I have added code to print warning messages to STDERR.

soundray commented 4 years ago

If I understand you correctly, I should expect a meaningful result if I just use the -dofin option with a sensible .dof (your "either"-case). However:

$ register t1.nii.gz t2.nii.gz -dofout t2-t1.dof.gz -model Rigid+Affine >reg-t2-t1.log
$ evaluate-similarity t1.nii.gz t2.nii.gz -dofin t2-t1.dof.gz -v
Similarity of target image t1 and source image t2:

  No. of samples                = 9.8304e+06
  No. of histogram bins         = 256 x 256
  Size of histogram bins        = 13.715 x 7.7812
  Mean target intensity         = 273.35
  Mean source intensity         = 3.8906
  Target image range            = [0, 3511]
  Source image range            = [0, 1992]
  Target image variance         = 1.5348e+05
  Source image variance         = 0
  Target image entropy          = 2.6967
  Source image entropy          = 0
  Sum of squared differences    = 0.024482
  Peak signal-to-noise ratio    = 16.112
  Covariance                    = 0
  Normalized cross-correlation  = -nan
  Joint entropy                 = 2.6967
  Mutual information            = -1.7764e-14
  Normalized mutual information = 1
  Correlation ratio C(X|Y)      = 7.5788e-31
  Correlation ratio C(Y|X)      = inf

Only if I apply the dof "offline" (your "or"-case) do I get what I need:

$ transform-image t2.nii.gz trans-t2-t1.nii.gz -dofin t2-t1.dof.gz -target t1.nii.gz
$ evaluate-similarity t1.nii.gz trans-t2-t1.nii.gz -v
Similarity of target image t1 and source image trans-t2-t1:

  No. of samples                = 9.8304e+06
  No. of histogram bins         = 256 x 256
  Size of histogram bins        = 13.715 x 7.0271
  Mean target intensity         = 273.35
  Mean source intensity         = 140.94
  Target image range            = [0, 3511]
  Source image range            = [0, 1798.9]
  Target image variance         = 1.5348e+05
  Source image variance         = 44601
  Target image entropy          = 2.6967
  Source image entropy          = 2.5187
  Sum of squared differences    = 0.0065408
  Peak signal-to-noise ratio    = 21.844
  Covariance                    = 67541
  Normalized cross-correlation  = 0.66862
  Joint entropy                 = 4.6276
  Mutual information            = 0.58786
  Normalized mutual information = 1.127
  Correlation ratio C(X|Y)      = 0.71127
  Correlation ratio C(Y|X)      = 0.70786

Have I still misunderstood?

schuhschuh commented 4 years ago

These two commands should work as expected and give the same result. I can reproduce the issue and should have a fix soon.

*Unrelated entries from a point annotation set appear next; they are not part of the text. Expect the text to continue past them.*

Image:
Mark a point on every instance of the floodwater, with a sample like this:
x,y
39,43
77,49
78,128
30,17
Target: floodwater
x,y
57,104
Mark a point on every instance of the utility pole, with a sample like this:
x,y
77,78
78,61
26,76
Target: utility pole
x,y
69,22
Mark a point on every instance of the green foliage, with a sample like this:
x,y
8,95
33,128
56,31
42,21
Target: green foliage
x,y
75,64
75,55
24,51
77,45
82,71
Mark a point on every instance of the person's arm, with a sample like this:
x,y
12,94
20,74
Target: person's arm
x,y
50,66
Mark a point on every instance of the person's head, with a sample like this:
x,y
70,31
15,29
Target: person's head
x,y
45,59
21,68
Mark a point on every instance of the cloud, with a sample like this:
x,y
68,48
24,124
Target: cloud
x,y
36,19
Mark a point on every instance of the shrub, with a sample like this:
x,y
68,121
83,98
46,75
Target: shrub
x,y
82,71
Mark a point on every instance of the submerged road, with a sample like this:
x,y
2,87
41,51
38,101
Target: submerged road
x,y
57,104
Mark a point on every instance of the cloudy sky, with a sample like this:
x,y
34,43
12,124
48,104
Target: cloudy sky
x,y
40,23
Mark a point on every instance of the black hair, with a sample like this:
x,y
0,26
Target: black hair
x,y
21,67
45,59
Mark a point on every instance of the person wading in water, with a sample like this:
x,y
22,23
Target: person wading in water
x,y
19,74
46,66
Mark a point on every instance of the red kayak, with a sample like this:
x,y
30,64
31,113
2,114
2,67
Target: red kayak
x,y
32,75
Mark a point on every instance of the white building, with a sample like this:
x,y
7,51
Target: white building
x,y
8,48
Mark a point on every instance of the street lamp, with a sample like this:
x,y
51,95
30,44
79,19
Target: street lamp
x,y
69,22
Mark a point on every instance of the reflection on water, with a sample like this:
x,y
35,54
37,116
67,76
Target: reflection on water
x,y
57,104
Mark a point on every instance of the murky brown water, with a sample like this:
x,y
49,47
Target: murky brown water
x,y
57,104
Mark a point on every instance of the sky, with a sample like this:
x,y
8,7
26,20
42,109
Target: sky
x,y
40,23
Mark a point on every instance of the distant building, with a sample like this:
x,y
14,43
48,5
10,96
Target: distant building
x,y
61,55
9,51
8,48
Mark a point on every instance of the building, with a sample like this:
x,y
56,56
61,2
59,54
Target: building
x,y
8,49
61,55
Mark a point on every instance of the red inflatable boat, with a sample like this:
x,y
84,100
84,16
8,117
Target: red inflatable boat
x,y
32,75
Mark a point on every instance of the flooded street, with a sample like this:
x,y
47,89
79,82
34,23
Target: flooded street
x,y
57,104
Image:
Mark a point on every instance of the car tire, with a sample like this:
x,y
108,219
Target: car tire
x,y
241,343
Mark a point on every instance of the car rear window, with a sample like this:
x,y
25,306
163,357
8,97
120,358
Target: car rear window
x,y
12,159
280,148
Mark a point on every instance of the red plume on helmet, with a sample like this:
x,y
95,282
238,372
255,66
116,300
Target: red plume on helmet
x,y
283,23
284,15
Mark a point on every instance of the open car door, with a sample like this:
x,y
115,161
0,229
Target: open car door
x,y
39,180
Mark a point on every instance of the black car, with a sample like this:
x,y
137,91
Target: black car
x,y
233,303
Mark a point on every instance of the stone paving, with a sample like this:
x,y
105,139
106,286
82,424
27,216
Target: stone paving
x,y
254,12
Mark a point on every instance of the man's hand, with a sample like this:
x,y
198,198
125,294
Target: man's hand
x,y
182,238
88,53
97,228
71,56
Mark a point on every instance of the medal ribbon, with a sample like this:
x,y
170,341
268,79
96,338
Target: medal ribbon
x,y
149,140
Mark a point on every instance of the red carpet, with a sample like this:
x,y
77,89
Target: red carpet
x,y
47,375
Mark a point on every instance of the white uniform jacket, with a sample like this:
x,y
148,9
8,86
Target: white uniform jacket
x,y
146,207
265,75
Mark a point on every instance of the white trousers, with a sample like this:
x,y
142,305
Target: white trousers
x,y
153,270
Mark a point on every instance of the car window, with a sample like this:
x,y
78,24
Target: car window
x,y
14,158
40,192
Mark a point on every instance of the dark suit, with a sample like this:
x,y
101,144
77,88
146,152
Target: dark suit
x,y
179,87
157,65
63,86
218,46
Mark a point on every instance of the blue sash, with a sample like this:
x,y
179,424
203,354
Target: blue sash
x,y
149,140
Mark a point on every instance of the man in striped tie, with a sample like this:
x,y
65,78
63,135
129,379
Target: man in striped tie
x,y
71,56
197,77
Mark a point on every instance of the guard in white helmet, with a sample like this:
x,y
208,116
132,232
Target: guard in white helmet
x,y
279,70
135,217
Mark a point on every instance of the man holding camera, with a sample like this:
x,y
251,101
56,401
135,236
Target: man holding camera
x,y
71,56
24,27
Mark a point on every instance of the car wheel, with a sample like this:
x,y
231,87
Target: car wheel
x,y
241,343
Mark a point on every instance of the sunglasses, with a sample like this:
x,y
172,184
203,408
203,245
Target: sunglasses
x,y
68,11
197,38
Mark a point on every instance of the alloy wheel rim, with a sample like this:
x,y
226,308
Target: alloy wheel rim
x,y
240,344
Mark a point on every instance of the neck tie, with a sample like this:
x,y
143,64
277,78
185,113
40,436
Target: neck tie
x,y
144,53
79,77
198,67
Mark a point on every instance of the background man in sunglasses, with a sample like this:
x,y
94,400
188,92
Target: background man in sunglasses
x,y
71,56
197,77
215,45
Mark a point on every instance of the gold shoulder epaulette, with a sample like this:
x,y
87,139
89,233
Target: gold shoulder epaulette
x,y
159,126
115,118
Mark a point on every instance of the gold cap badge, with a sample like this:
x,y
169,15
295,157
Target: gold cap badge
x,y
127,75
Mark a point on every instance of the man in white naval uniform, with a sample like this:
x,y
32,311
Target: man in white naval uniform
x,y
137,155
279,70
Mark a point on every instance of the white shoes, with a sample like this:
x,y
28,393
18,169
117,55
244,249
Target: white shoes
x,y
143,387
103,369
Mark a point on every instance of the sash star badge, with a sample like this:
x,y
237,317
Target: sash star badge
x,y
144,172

schuhschuh commented 4 years ago

This should be fixed by aafca02. Thanks for reporting!

The issue was that RegisteredImage instance source was initialized (i.e., source.Initialize called) before the input image was even read from disk. This originally was fine and saved some computation, but the latest version of RegisteredImage::Initialize will determine and store the min/max value of the input image and these would be used when interpolating the image (to clamp the output to the input range). As the input was not read yet, the stored min/max values were both zero. When no -dofin is given, the RegisteredImage simply copies the later on loaded image data upon RegisteredImage::Recompute. Hence, the issue was only encountered when using the -dofin option.